Shift-Equivariant Complex-Valued Convolutional Neural Networks
This work addresses shift-equivariant processing in complex-valued data for computer vision, particularly in radar imaging, but is incremental as it builds on prior real-valued methods.
The paper tackled the lack of shift equivariance and invariance in convolutional neural networks by extending Learnable Polyphase Sampling to complex-valued networks with a new projection layer, achieving improved performance on classification, reconstruction, and segmentation tasks using polarimetric SAR images.

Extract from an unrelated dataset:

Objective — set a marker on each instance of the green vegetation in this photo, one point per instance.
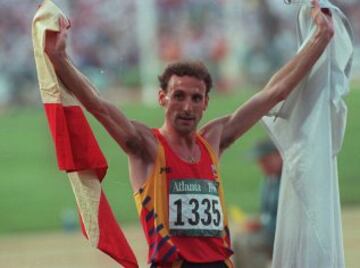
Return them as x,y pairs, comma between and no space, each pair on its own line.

Convolutional neural networks have shown remarkable performance in recent years on various computer vision problems. However, the traditional convolutional neural network architecture lacks a critical property: shift equivariance and invariance, broken by downsampling and upsampling operations. Although data augmentation techniques can help the model learn the latter property empirically, a consistent and systematic way to achieve this goal is by designing downsampling and upsampling layers that theoretically guarantee these properties by construction. Adaptive Polyphase Sampling (APS) introduced the cornerstone for shift invariance, later extended to shift equivariance with Learnable Polyphase up/downsampling (LPS) applied to real-valued neural networks. In this paper, we extend the work on LPS to complex-valued neural networks both from a theoretical perspective and with a novel building block of a projection layer from $\mathbb{C}$ to $\mathbb{R}$ before the Gumbel Softmax. We finally evaluate this extension on several computer vision problems, specifically for either the invariance property in classification tasks or the equivariance property in both reconstruction and semantic segmentation problems, using polarimetric Synthetic Aperture Radar images.